If you’re sitting on the internet and reading this story instead of doing something more important that you KNOW you should be doing, I have good news! A new research paper suggests that some animals may benefit greatly from being as lazy as possible, and evolution might reward those individuals by allowing them to pass on their genes and sustain their species.
The paper, which was published in Proceedings of the Royal Society B, draws an incredibly interesting link between metabolic rates of various species and their likelihood of becoming extinct. As it turns out, being a busy-body is a great way to end up dead.
The scientists involved in the research amassed a wealth of data about nearly 300 different species that lived between five million years ago and present day. They then plotted the metabolic requirements of the various species, which is a way to gauge how active the animals needed to be in order to keep living. What they discovered was that more active animals tended to have a higher likelihood of becoming extinct.
“We wondered, ‘Could you look at the probability of extinction of a species based on energy uptake by an organism?'” Luke Strotz, a researcher with the University of Kansas and lead author of the new work, explains. “We found a difference for mollusk species that have gone extinct over the past 5 million years and ones that are still around today. Those that have gone extinct tend to have higher metabolic rates than those that are still living.”
This makes a lot of sense, purely from a mathematical standpoint. Species that are similar but that have different metabolic rates will likely have different survival prospects. The creature that expends less energy on a day to day basis has a better chance of continuing on, depending on the environment. “Those that have lower energy maintenance requirements seem more likely to survive than those organisms with higher metabolic rates,” Strotz says.

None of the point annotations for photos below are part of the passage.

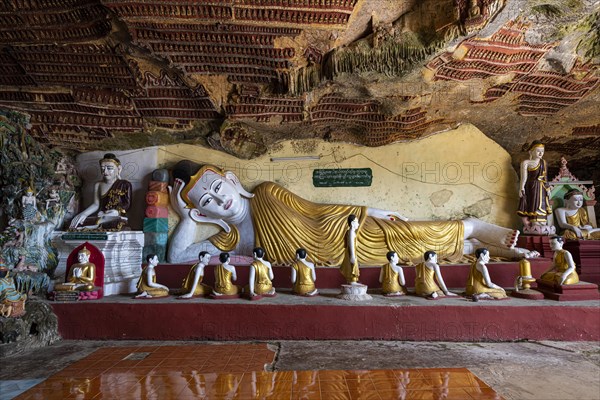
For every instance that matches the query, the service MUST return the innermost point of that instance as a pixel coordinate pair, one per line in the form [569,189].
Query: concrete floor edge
[515,370]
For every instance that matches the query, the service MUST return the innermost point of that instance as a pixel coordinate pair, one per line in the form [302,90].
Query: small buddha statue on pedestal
[303,275]
[573,218]
[81,275]
[427,273]
[562,271]
[112,199]
[192,284]
[349,267]
[261,274]
[224,276]
[479,284]
[391,276]
[534,198]
[12,302]
[146,285]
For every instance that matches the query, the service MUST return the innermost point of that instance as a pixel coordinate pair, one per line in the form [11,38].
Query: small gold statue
[147,286]
[479,284]
[303,275]
[81,275]
[192,284]
[224,276]
[391,276]
[562,271]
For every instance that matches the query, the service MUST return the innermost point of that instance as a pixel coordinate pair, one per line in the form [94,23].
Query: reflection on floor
[236,371]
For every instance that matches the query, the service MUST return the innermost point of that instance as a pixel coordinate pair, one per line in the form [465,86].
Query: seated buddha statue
[261,274]
[391,277]
[479,284]
[427,273]
[562,271]
[81,275]
[192,284]
[112,199]
[280,222]
[224,276]
[303,275]
[146,286]
[573,218]
[12,302]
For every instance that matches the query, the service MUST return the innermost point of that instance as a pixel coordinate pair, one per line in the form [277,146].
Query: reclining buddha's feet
[510,240]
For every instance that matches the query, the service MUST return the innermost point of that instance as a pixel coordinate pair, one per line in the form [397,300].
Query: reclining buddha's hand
[384,214]
[176,200]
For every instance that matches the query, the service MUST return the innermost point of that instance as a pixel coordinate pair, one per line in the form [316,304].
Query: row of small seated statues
[429,282]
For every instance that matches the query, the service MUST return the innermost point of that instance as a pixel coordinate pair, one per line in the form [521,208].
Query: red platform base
[528,294]
[289,317]
[575,292]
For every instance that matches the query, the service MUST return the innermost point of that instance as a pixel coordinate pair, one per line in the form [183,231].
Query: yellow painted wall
[446,176]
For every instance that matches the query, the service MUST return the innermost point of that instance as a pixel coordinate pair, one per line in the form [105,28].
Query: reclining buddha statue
[280,222]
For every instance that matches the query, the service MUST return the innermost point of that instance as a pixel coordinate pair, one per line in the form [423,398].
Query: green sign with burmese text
[342,177]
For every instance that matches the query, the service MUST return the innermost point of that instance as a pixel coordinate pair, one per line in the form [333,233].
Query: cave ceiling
[240,75]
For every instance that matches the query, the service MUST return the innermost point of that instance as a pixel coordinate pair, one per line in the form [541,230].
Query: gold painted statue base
[354,292]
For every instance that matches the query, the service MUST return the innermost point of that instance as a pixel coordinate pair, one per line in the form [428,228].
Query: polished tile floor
[237,371]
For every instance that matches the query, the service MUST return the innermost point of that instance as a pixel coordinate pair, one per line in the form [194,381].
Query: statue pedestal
[539,243]
[528,294]
[586,254]
[122,253]
[540,230]
[575,292]
[357,292]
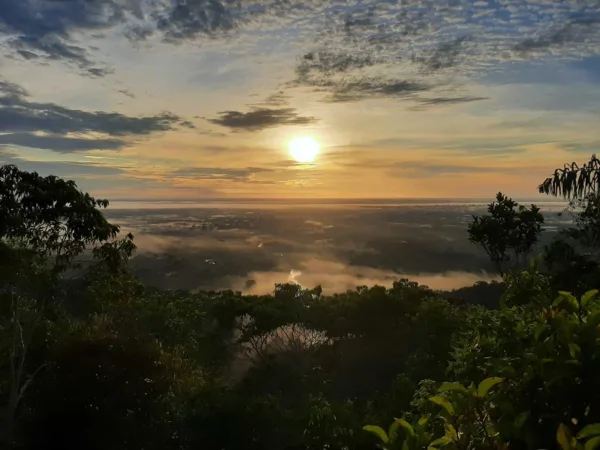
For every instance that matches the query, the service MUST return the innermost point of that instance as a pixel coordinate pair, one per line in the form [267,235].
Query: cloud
[445,56]
[260,118]
[188,19]
[43,29]
[589,147]
[207,173]
[22,121]
[60,168]
[447,100]
[430,169]
[571,31]
[59,143]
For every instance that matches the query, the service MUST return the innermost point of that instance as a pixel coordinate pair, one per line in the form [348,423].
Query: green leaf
[407,426]
[423,420]
[451,432]
[487,384]
[443,403]
[452,386]
[539,330]
[521,419]
[563,437]
[589,431]
[377,431]
[592,444]
[393,431]
[589,295]
[444,440]
[574,350]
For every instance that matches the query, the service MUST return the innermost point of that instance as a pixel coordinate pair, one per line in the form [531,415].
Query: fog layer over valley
[250,247]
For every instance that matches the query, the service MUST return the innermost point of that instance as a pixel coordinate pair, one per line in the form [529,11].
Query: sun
[304,150]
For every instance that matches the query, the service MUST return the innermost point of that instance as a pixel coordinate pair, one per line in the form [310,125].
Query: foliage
[50,215]
[508,233]
[573,181]
[102,362]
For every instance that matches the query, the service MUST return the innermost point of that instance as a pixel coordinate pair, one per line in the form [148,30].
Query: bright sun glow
[304,149]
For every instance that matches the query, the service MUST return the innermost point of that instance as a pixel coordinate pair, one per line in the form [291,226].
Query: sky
[183,100]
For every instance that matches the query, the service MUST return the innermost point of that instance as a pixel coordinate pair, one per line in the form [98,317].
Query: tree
[508,233]
[572,257]
[45,222]
[50,215]
[573,181]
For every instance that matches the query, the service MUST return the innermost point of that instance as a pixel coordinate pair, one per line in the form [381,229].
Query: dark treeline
[92,359]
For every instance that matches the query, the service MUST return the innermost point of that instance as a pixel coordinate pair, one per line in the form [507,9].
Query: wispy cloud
[22,120]
[260,118]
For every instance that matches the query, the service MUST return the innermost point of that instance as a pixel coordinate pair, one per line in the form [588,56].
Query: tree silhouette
[573,181]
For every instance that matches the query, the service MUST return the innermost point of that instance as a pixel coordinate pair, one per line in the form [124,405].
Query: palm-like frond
[573,181]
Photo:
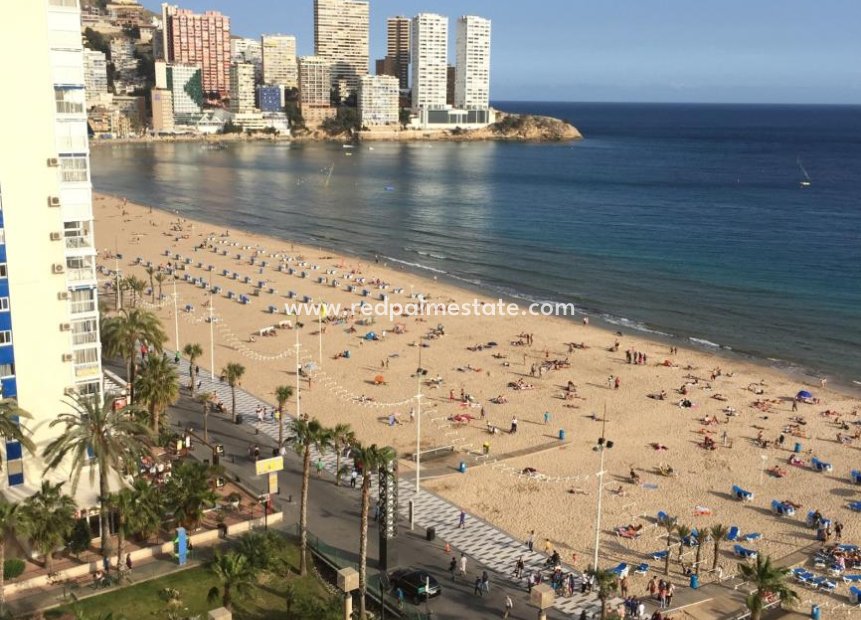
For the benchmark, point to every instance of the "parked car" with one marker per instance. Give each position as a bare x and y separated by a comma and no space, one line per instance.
417,585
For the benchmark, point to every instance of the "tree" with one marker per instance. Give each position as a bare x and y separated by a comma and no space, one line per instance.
192,351
718,533
157,386
235,573
98,437
342,436
189,492
123,333
10,427
205,399
307,435
373,459
233,374
282,395
47,518
770,581
669,524
8,525
606,583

It’s an interesting finding, but it’s obviously not true for all species. A recent study of ancient human ancestors found that one particularly lazy group of Homo erectus was doomed to death after they took shortcuts when making tools and searching for new areas to live. It seems that laziness is only a boon if the environment favors it. A “least-effort” approach might cost a species dearly if their lazy ways leave them unable to adapt to a rapidly-changing world.